Leggere questi due libri non è solo approfondire la propria cultura storica nella conferma di come la Grande Guerra di pochi anni dopo fosse proprio il “suicidio” di quell’Europa, ma non significa neppure nostalgia per i “vecchi tempi”. Ci fa ritornare alla visione fresca e vitale che quegli uomini e quelle donne avevano della montagna, delle motivazioni che li spingevano a percorrerle e a salirle, che non si esaurivano certo nell’esibizionismo dei “selfie” e nell’accodarsi ai “promoter” che oggi segnano così pesantemente le banalità dell’”overtourism”. Possiamo riscoprire come le continue mutazioni che la montagna subisce e presenta non siano inciampi o minacce, ma parte del suo essere elemento vivo della natura; si tratta di vedere, anche nelle sue spesso imprevedibili sorprese, i temporali, le rocce friabili, i crepacci… non dei fastidiosi contrattempi, ma degli “incontri” con aspetti del vivere che la quotidianità della “routine” urbana non offre.
Perché la montagna non è immutabile. Basta una nevicata per cambiarle volto e rinnovarla, basta un pezzo di ghiaione che si smuove per un passo malaccorto per segnalare una realtà nascosta, ancora inespressa nella natura. Per questo i sentieri della montagna conducono a luoghi della natura e dell’anima inesplorati, non a mete fisse ripetibili. Sono un filo d’Arianna nei labirinti dell’incertezza, della violenza, del conformismo, non binari predeterminati e obbligati. In questo senso c’è ancora da imparare seguendo Merzbacher sul Vernel, come legandosi in cordata con Wundt e Maud sui tanti “Cervini” della loro vita.

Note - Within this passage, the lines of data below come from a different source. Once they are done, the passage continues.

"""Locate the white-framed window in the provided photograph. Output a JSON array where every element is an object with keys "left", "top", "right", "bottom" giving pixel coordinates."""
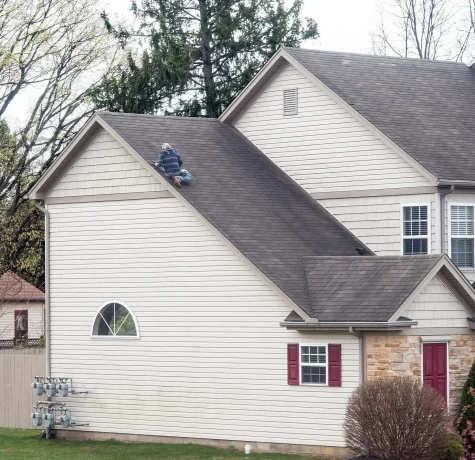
[
  {"left": 401, "top": 205, "right": 430, "bottom": 255},
  {"left": 300, "top": 344, "right": 328, "bottom": 385},
  {"left": 91, "top": 301, "right": 139, "bottom": 338},
  {"left": 450, "top": 204, "right": 474, "bottom": 269},
  {"left": 283, "top": 88, "right": 298, "bottom": 116}
]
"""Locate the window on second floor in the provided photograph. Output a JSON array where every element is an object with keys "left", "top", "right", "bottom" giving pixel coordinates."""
[
  {"left": 402, "top": 205, "right": 429, "bottom": 255},
  {"left": 450, "top": 205, "right": 474, "bottom": 269}
]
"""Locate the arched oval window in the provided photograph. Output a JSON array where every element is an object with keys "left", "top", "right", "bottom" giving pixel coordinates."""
[{"left": 91, "top": 301, "right": 139, "bottom": 337}]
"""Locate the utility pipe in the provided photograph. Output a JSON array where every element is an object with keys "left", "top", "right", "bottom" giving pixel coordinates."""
[
  {"left": 440, "top": 185, "right": 455, "bottom": 254},
  {"left": 34, "top": 201, "right": 50, "bottom": 377},
  {"left": 349, "top": 327, "right": 365, "bottom": 384}
]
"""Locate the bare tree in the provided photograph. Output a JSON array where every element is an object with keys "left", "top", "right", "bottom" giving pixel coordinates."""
[
  {"left": 0, "top": 0, "right": 118, "bottom": 214},
  {"left": 371, "top": 0, "right": 469, "bottom": 61}
]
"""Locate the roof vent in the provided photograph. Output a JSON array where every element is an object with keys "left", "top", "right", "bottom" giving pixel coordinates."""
[{"left": 283, "top": 88, "right": 298, "bottom": 116}]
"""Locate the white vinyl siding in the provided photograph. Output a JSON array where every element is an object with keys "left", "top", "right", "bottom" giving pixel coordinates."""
[
  {"left": 450, "top": 205, "right": 475, "bottom": 269},
  {"left": 401, "top": 205, "right": 430, "bottom": 255},
  {"left": 234, "top": 64, "right": 431, "bottom": 194},
  {"left": 318, "top": 194, "right": 437, "bottom": 256},
  {"left": 48, "top": 197, "right": 360, "bottom": 447},
  {"left": 0, "top": 302, "right": 44, "bottom": 339},
  {"left": 404, "top": 276, "right": 470, "bottom": 328},
  {"left": 48, "top": 129, "right": 165, "bottom": 198}
]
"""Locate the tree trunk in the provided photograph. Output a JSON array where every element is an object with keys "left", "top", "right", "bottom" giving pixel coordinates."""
[{"left": 198, "top": 0, "right": 218, "bottom": 117}]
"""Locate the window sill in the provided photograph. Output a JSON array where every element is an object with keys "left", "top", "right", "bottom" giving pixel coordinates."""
[
  {"left": 300, "top": 383, "right": 328, "bottom": 387},
  {"left": 90, "top": 336, "right": 141, "bottom": 340}
]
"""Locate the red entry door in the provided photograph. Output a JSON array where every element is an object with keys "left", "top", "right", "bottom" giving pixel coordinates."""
[{"left": 423, "top": 343, "right": 447, "bottom": 401}]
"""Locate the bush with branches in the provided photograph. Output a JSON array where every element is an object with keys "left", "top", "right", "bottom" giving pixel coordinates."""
[{"left": 344, "top": 377, "right": 448, "bottom": 460}]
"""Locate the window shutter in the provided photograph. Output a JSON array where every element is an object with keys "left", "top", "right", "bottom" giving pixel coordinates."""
[
  {"left": 283, "top": 88, "right": 298, "bottom": 116},
  {"left": 288, "top": 344, "right": 299, "bottom": 385},
  {"left": 328, "top": 344, "right": 341, "bottom": 387}
]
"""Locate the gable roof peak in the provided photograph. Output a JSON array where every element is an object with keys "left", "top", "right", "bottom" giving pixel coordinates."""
[{"left": 284, "top": 47, "right": 475, "bottom": 182}]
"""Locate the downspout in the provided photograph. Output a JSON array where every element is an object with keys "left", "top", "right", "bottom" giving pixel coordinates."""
[
  {"left": 440, "top": 185, "right": 455, "bottom": 254},
  {"left": 349, "top": 327, "right": 365, "bottom": 384},
  {"left": 34, "top": 201, "right": 50, "bottom": 377}
]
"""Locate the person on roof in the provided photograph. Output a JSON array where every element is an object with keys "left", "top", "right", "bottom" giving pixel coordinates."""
[{"left": 155, "top": 143, "right": 193, "bottom": 187}]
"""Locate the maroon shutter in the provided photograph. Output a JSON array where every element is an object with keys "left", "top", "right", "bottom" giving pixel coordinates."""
[
  {"left": 328, "top": 344, "right": 342, "bottom": 387},
  {"left": 288, "top": 344, "right": 299, "bottom": 385}
]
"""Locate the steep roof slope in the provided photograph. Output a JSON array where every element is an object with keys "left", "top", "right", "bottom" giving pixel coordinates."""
[
  {"left": 98, "top": 112, "right": 370, "bottom": 313},
  {"left": 285, "top": 48, "right": 475, "bottom": 182},
  {"left": 0, "top": 271, "right": 45, "bottom": 302},
  {"left": 303, "top": 255, "right": 443, "bottom": 322}
]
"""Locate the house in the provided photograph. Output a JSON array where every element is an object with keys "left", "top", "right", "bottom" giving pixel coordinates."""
[
  {"left": 27, "top": 111, "right": 475, "bottom": 456},
  {"left": 0, "top": 271, "right": 45, "bottom": 341},
  {"left": 220, "top": 48, "right": 475, "bottom": 280}
]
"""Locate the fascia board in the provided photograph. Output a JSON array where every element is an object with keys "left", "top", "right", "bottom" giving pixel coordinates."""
[{"left": 219, "top": 48, "right": 288, "bottom": 124}]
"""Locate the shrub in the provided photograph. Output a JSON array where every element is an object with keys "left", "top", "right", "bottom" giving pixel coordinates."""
[
  {"left": 444, "top": 433, "right": 464, "bottom": 460},
  {"left": 344, "top": 377, "right": 448, "bottom": 460},
  {"left": 456, "top": 359, "right": 475, "bottom": 459}
]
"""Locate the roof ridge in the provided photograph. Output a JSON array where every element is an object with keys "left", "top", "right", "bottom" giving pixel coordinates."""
[
  {"left": 97, "top": 111, "right": 220, "bottom": 122},
  {"left": 283, "top": 46, "right": 467, "bottom": 66}
]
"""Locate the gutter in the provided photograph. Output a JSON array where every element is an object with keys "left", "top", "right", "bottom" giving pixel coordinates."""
[
  {"left": 279, "top": 320, "right": 418, "bottom": 330},
  {"left": 438, "top": 180, "right": 475, "bottom": 187},
  {"left": 440, "top": 185, "right": 455, "bottom": 253},
  {"left": 34, "top": 201, "right": 50, "bottom": 377},
  {"left": 349, "top": 327, "right": 365, "bottom": 384}
]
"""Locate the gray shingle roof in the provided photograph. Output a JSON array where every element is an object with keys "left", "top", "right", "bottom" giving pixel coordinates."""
[
  {"left": 303, "top": 255, "right": 443, "bottom": 322},
  {"left": 98, "top": 112, "right": 371, "bottom": 314},
  {"left": 285, "top": 47, "right": 475, "bottom": 182}
]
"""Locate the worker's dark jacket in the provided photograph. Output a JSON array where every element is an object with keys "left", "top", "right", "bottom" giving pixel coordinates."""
[{"left": 158, "top": 148, "right": 183, "bottom": 177}]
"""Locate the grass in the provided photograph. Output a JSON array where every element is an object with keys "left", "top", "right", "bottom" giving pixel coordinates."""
[{"left": 0, "top": 428, "right": 334, "bottom": 460}]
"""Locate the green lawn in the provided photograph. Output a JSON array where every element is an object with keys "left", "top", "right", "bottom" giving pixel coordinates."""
[{"left": 0, "top": 428, "right": 334, "bottom": 460}]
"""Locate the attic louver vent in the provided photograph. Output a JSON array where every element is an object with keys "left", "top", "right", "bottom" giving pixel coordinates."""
[{"left": 283, "top": 88, "right": 298, "bottom": 116}]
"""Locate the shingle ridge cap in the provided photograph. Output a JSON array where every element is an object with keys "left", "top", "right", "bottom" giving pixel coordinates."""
[
  {"left": 284, "top": 47, "right": 466, "bottom": 66},
  {"left": 97, "top": 111, "right": 220, "bottom": 122}
]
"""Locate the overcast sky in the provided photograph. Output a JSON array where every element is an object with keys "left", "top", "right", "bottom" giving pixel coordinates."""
[{"left": 100, "top": 0, "right": 380, "bottom": 54}]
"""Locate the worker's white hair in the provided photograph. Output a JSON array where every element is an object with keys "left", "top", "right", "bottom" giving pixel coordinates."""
[{"left": 162, "top": 143, "right": 172, "bottom": 150}]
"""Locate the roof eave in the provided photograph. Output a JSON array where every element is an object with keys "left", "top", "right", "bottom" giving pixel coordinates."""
[{"left": 280, "top": 320, "right": 418, "bottom": 331}]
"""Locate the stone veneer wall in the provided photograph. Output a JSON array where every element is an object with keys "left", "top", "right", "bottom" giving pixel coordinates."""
[{"left": 366, "top": 335, "right": 475, "bottom": 414}]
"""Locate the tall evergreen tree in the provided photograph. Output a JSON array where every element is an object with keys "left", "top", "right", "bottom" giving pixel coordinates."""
[{"left": 93, "top": 0, "right": 318, "bottom": 117}]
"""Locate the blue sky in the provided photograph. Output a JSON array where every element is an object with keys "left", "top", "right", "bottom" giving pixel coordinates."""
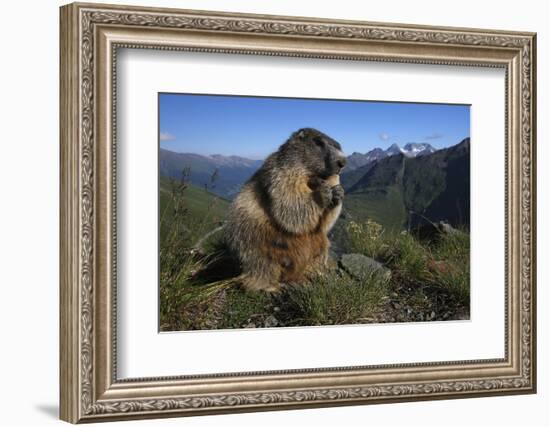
[{"left": 159, "top": 93, "right": 470, "bottom": 160}]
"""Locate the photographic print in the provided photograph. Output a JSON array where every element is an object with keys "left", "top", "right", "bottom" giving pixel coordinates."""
[{"left": 159, "top": 93, "right": 471, "bottom": 331}]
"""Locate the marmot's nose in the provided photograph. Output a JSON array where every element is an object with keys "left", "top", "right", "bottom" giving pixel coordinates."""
[{"left": 336, "top": 158, "right": 347, "bottom": 169}]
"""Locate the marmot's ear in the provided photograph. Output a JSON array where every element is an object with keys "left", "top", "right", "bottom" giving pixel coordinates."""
[{"left": 296, "top": 129, "right": 307, "bottom": 140}]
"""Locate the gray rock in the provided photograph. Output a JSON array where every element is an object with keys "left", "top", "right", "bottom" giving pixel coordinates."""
[
  {"left": 437, "top": 221, "right": 458, "bottom": 235},
  {"left": 264, "top": 315, "right": 278, "bottom": 328},
  {"left": 339, "top": 253, "right": 391, "bottom": 280}
]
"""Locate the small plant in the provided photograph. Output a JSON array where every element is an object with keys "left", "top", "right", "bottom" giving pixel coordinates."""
[
  {"left": 388, "top": 233, "right": 431, "bottom": 284},
  {"left": 346, "top": 219, "right": 389, "bottom": 260}
]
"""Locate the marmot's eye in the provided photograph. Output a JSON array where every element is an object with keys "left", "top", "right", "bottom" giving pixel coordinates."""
[{"left": 313, "top": 137, "right": 325, "bottom": 147}]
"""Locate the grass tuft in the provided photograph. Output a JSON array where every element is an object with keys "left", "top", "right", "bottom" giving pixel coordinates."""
[{"left": 278, "top": 270, "right": 389, "bottom": 326}]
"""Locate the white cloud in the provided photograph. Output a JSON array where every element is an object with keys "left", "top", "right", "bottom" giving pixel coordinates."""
[
  {"left": 378, "top": 132, "right": 390, "bottom": 141},
  {"left": 160, "top": 132, "right": 176, "bottom": 141},
  {"left": 424, "top": 132, "right": 444, "bottom": 140}
]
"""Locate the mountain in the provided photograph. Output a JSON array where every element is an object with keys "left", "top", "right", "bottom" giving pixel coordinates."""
[
  {"left": 346, "top": 147, "right": 387, "bottom": 170},
  {"left": 161, "top": 141, "right": 438, "bottom": 199},
  {"left": 340, "top": 160, "right": 378, "bottom": 190},
  {"left": 160, "top": 138, "right": 468, "bottom": 231},
  {"left": 342, "top": 138, "right": 470, "bottom": 230},
  {"left": 159, "top": 149, "right": 262, "bottom": 199},
  {"left": 343, "top": 142, "right": 436, "bottom": 172},
  {"left": 411, "top": 138, "right": 470, "bottom": 227},
  {"left": 386, "top": 143, "right": 403, "bottom": 157},
  {"left": 402, "top": 142, "right": 437, "bottom": 157}
]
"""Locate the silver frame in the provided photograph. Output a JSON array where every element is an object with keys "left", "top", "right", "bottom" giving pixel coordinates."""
[{"left": 60, "top": 2, "right": 536, "bottom": 423}]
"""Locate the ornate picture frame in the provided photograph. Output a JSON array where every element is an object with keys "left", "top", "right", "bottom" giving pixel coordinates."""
[{"left": 60, "top": 2, "right": 536, "bottom": 423}]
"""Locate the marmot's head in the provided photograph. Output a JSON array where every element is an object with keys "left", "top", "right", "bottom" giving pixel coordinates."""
[{"left": 278, "top": 128, "right": 346, "bottom": 178}]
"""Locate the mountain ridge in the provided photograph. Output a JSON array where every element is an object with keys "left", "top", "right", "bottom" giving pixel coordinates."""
[
  {"left": 159, "top": 148, "right": 263, "bottom": 198},
  {"left": 159, "top": 138, "right": 469, "bottom": 230},
  {"left": 342, "top": 138, "right": 470, "bottom": 230},
  {"left": 344, "top": 142, "right": 437, "bottom": 172}
]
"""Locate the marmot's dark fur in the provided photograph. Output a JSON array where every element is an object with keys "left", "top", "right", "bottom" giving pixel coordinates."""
[{"left": 225, "top": 128, "right": 346, "bottom": 292}]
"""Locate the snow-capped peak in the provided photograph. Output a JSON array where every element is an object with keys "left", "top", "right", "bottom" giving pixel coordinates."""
[
  {"left": 386, "top": 143, "right": 404, "bottom": 156},
  {"left": 385, "top": 142, "right": 436, "bottom": 158}
]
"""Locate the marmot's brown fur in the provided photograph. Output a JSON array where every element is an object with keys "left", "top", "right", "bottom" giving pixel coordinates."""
[{"left": 225, "top": 128, "right": 346, "bottom": 292}]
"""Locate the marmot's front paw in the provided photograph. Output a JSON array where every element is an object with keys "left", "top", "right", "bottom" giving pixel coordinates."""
[
  {"left": 321, "top": 183, "right": 335, "bottom": 208},
  {"left": 313, "top": 180, "right": 334, "bottom": 208},
  {"left": 330, "top": 184, "right": 344, "bottom": 207}
]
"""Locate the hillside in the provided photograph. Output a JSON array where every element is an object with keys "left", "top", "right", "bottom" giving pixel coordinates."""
[
  {"left": 343, "top": 185, "right": 407, "bottom": 231},
  {"left": 342, "top": 138, "right": 470, "bottom": 231},
  {"left": 159, "top": 176, "right": 230, "bottom": 244},
  {"left": 340, "top": 161, "right": 377, "bottom": 189}
]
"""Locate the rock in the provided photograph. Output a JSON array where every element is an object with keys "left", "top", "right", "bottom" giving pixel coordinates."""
[
  {"left": 437, "top": 221, "right": 458, "bottom": 235},
  {"left": 413, "top": 220, "right": 459, "bottom": 241},
  {"left": 328, "top": 236, "right": 346, "bottom": 259},
  {"left": 339, "top": 253, "right": 391, "bottom": 280},
  {"left": 264, "top": 315, "right": 279, "bottom": 328}
]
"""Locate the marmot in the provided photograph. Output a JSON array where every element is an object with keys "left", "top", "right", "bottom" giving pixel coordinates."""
[{"left": 225, "top": 128, "right": 346, "bottom": 292}]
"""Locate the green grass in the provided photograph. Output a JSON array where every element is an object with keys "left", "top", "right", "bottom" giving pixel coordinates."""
[
  {"left": 346, "top": 220, "right": 470, "bottom": 308},
  {"left": 159, "top": 176, "right": 229, "bottom": 244},
  {"left": 277, "top": 270, "right": 390, "bottom": 326},
  {"left": 218, "top": 289, "right": 272, "bottom": 329},
  {"left": 159, "top": 172, "right": 232, "bottom": 330},
  {"left": 428, "top": 230, "right": 470, "bottom": 306},
  {"left": 210, "top": 270, "right": 390, "bottom": 329},
  {"left": 388, "top": 233, "right": 432, "bottom": 283},
  {"left": 159, "top": 172, "right": 470, "bottom": 331}
]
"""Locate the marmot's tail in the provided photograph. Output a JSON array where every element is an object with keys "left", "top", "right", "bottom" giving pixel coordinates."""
[
  {"left": 192, "top": 223, "right": 226, "bottom": 256},
  {"left": 193, "top": 275, "right": 245, "bottom": 298}
]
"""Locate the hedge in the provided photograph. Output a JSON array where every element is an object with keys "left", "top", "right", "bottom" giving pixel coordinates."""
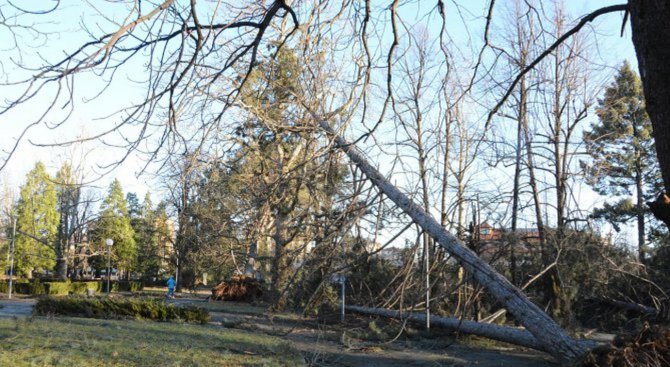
[
  {"left": 34, "top": 296, "right": 210, "bottom": 324},
  {"left": 70, "top": 281, "right": 97, "bottom": 295},
  {"left": 0, "top": 279, "right": 45, "bottom": 295},
  {"left": 0, "top": 280, "right": 143, "bottom": 295},
  {"left": 102, "top": 281, "right": 143, "bottom": 293}
]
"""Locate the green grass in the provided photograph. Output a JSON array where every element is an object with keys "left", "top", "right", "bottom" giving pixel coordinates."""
[
  {"left": 193, "top": 301, "right": 267, "bottom": 315},
  {"left": 0, "top": 317, "right": 304, "bottom": 366}
]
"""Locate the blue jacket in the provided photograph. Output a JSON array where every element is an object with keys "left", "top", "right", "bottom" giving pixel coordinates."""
[{"left": 167, "top": 277, "right": 176, "bottom": 289}]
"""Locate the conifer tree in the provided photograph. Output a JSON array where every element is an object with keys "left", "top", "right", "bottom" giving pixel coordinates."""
[
  {"left": 583, "top": 61, "right": 662, "bottom": 262},
  {"left": 91, "top": 179, "right": 137, "bottom": 277},
  {"left": 126, "top": 192, "right": 141, "bottom": 219},
  {"left": 134, "top": 193, "right": 163, "bottom": 281},
  {"left": 15, "top": 162, "right": 58, "bottom": 276}
]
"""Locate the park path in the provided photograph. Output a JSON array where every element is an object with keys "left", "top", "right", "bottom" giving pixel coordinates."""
[{"left": 0, "top": 298, "right": 36, "bottom": 318}]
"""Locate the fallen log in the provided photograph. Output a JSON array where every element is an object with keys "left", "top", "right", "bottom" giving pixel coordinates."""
[
  {"left": 318, "top": 118, "right": 590, "bottom": 362},
  {"left": 346, "top": 305, "right": 550, "bottom": 353}
]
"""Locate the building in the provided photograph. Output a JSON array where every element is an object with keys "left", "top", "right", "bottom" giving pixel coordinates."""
[{"left": 474, "top": 222, "right": 541, "bottom": 262}]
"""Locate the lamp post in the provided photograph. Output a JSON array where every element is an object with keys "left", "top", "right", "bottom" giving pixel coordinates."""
[
  {"left": 8, "top": 216, "right": 16, "bottom": 299},
  {"left": 105, "top": 238, "right": 113, "bottom": 293}
]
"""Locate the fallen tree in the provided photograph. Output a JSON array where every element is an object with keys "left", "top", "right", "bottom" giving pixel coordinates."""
[
  {"left": 208, "top": 276, "right": 262, "bottom": 302},
  {"left": 346, "top": 305, "right": 551, "bottom": 353},
  {"left": 317, "top": 118, "right": 591, "bottom": 362}
]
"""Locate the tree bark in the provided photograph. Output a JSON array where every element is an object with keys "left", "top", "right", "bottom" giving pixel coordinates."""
[
  {"left": 271, "top": 209, "right": 288, "bottom": 304},
  {"left": 630, "top": 0, "right": 670, "bottom": 228},
  {"left": 319, "top": 120, "right": 589, "bottom": 362},
  {"left": 510, "top": 74, "right": 524, "bottom": 286},
  {"left": 344, "top": 305, "right": 590, "bottom": 354},
  {"left": 55, "top": 256, "right": 68, "bottom": 280},
  {"left": 635, "top": 155, "right": 646, "bottom": 263}
]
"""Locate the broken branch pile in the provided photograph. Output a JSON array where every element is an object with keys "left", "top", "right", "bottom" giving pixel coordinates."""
[{"left": 579, "top": 323, "right": 670, "bottom": 367}]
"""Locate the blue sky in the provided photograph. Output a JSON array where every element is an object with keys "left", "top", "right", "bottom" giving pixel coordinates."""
[{"left": 0, "top": 1, "right": 639, "bottom": 240}]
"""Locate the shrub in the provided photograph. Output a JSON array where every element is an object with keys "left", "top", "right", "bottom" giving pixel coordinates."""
[
  {"left": 69, "top": 282, "right": 94, "bottom": 295},
  {"left": 0, "top": 279, "right": 34, "bottom": 294},
  {"left": 44, "top": 282, "right": 70, "bottom": 295},
  {"left": 13, "top": 279, "right": 46, "bottom": 295},
  {"left": 101, "top": 281, "right": 143, "bottom": 293},
  {"left": 34, "top": 296, "right": 210, "bottom": 324},
  {"left": 0, "top": 280, "right": 141, "bottom": 296}
]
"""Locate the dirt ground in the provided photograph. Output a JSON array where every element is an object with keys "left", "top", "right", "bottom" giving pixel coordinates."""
[
  {"left": 0, "top": 295, "right": 557, "bottom": 366},
  {"left": 172, "top": 298, "right": 557, "bottom": 367}
]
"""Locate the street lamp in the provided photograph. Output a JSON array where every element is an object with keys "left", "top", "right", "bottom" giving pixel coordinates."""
[
  {"left": 105, "top": 238, "right": 113, "bottom": 293},
  {"left": 7, "top": 216, "right": 16, "bottom": 299}
]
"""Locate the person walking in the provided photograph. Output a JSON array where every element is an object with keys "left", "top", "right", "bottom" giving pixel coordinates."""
[{"left": 167, "top": 275, "right": 176, "bottom": 299}]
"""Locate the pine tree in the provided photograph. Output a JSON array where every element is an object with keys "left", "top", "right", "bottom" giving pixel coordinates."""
[
  {"left": 153, "top": 202, "right": 173, "bottom": 278},
  {"left": 15, "top": 162, "right": 58, "bottom": 276},
  {"left": 583, "top": 61, "right": 662, "bottom": 262},
  {"left": 126, "top": 192, "right": 141, "bottom": 219},
  {"left": 134, "top": 193, "right": 163, "bottom": 281},
  {"left": 91, "top": 179, "right": 137, "bottom": 277}
]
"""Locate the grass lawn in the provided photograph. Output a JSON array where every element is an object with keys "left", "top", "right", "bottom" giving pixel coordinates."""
[
  {"left": 0, "top": 317, "right": 304, "bottom": 366},
  {"left": 190, "top": 300, "right": 267, "bottom": 315}
]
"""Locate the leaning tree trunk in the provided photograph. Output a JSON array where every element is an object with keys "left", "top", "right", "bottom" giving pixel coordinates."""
[
  {"left": 318, "top": 120, "right": 589, "bottom": 362},
  {"left": 345, "top": 305, "right": 561, "bottom": 353},
  {"left": 630, "top": 0, "right": 670, "bottom": 227}
]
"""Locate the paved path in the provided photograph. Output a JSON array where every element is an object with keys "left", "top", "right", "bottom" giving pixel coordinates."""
[{"left": 0, "top": 298, "right": 36, "bottom": 318}]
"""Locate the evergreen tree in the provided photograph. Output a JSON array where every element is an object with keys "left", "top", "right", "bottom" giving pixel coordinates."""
[
  {"left": 153, "top": 202, "right": 174, "bottom": 278},
  {"left": 583, "top": 61, "right": 663, "bottom": 262},
  {"left": 126, "top": 192, "right": 141, "bottom": 219},
  {"left": 15, "top": 162, "right": 58, "bottom": 276},
  {"left": 91, "top": 179, "right": 137, "bottom": 276},
  {"left": 234, "top": 49, "right": 348, "bottom": 304},
  {"left": 134, "top": 193, "right": 163, "bottom": 281}
]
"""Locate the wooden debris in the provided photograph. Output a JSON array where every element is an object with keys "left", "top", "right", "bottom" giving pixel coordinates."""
[
  {"left": 209, "top": 276, "right": 262, "bottom": 302},
  {"left": 579, "top": 323, "right": 670, "bottom": 367}
]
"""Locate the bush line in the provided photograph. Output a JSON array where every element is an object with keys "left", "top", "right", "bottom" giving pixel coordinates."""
[
  {"left": 0, "top": 280, "right": 143, "bottom": 295},
  {"left": 34, "top": 296, "right": 210, "bottom": 324}
]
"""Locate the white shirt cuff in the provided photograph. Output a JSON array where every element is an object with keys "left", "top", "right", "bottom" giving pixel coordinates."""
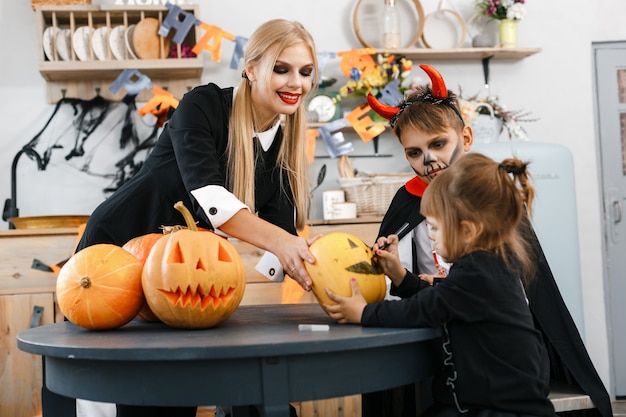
[
  {"left": 255, "top": 251, "right": 285, "bottom": 282},
  {"left": 191, "top": 185, "right": 249, "bottom": 228}
]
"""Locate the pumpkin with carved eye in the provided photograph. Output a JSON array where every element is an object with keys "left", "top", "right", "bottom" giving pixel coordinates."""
[
  {"left": 305, "top": 232, "right": 386, "bottom": 310},
  {"left": 141, "top": 202, "right": 246, "bottom": 329}
]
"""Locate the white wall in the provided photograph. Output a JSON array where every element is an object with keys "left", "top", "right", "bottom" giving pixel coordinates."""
[{"left": 0, "top": 0, "right": 622, "bottom": 397}]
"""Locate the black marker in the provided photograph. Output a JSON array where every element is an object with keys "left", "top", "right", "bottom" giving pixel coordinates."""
[{"left": 378, "top": 222, "right": 410, "bottom": 251}]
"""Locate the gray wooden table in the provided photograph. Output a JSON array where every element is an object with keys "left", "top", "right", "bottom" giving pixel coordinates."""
[{"left": 17, "top": 303, "right": 441, "bottom": 417}]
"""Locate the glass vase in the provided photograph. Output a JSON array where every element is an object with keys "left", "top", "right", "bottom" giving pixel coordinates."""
[{"left": 498, "top": 18, "right": 518, "bottom": 49}]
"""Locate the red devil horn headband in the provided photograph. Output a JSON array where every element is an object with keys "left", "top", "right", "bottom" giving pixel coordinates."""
[{"left": 367, "top": 64, "right": 463, "bottom": 128}]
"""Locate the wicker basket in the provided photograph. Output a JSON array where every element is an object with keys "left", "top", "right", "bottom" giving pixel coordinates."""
[{"left": 338, "top": 174, "right": 414, "bottom": 216}]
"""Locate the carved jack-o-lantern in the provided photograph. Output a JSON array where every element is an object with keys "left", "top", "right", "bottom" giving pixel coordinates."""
[
  {"left": 305, "top": 232, "right": 386, "bottom": 310},
  {"left": 141, "top": 202, "right": 246, "bottom": 329}
]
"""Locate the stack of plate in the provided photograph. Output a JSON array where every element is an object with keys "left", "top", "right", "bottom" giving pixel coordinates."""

Merzbacher e la sua guida Bernard di Campitello ci ricordano che la montagna, anche quando muta è una cosa viva. Quando Bernard sentendo il cupo rimbombo che sale dai crepacci e li accompagna per tutta la salita parla di “mostros” non si rifà ad antiche superstizioni, ma rammenta a se stesso nelle sue imprecazioni (e ricorda a noi) che la montagna presenta aspetti vivi con cui fare i conti, e ciò vale anche oggi che i ghiacciai, come la stessa Marmolada, appaiono estinguersi. Ma non per questo i gruppi che li ospitano perdono di interesse. I ghiacciai non sono macchine da sci, sono ben altro. Cresceranno morene e fiori e si formeranno convalli e forre dov’erano i ghiacci, ma continueranno a parlare, dal profondo, a chi sa ascoltarli, i “mostros” continueranno a inquietare (e forse ispirare) chi sale, perché anche i gruppi più conosciuti e frequentati hanno sempre qualcosa da offrire se chi li percorre li guarda con gli occhi freschi dei primi salitori.
La “strana coppia” di Theodor e Maud ci insegna inoltre come la pienezza di gioia che la montagna può trasmettere consista nella condivisione di vita ed emozioni che comunica: “insieme”, con un affetto, un amore, un’amicizia, una compagnia. Insieme, con tempi lenti che consentano di “entrare” nell’esperienza, di avvicinarla da lontano. I due salitori del Vernel partirono alle 3 e mezzo per raggiungere la cima alle 13: una lunga camminata, non un “mordi e fuggi”; per mettere a fuoco tutto il percorso, come uno zoom fotografico, non come un flash, che poi torna subito il buio. Merita allora seguire le tracce dei pionieri: consentono di riscoprire una montagna antica e nuova.